PPP Sentencing: The majority of Payroll Protection Program (PPP) and EIDL loan fraud sentences handed down by federal judges to date have included prison time.

The COVID-19 economic relief programs for small enterprises were approved by the government in May 2020. Since then, fraud involving the Payment Protection Program (PPP) and the Economic Injury Support Loan (EISL) has dominated the news. 
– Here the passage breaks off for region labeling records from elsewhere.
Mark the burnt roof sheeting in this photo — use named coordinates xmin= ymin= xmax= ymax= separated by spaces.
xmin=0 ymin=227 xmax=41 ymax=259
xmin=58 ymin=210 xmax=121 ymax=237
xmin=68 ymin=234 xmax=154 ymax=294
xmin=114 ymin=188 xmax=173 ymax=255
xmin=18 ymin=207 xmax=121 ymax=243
Fraudulent PPP Loan Investigations

In May 2020, when the government launched the PPP loan program, federal law enforcement also started looking into fraud claims. Among the things these probes looked into were:

  • Fraud in the loan application process for PPP (including EISL).
  • Loans being given to people or businesses who are not eligible; and
  • Misuse of PPP loan proceeds intended to pay for salaries and other company expenditures

Following the first police investigations, hundreds of people were detained and charged with crimes. The government still documents new PPP loan fraud instances each week.

There are many more upcoming PPP loan fraud instances, and they will continue to make headlines.

Additionally, as more PPP loan recipients seek for loan forgiveness over the next 18 months, new government audits and thorough reviews of the original application’s data will be prompted by their initial loan applications. It is hazardous and may result in criminal charges to request PPP loan forgiveness when the initial PPP loans contained fraudulent information.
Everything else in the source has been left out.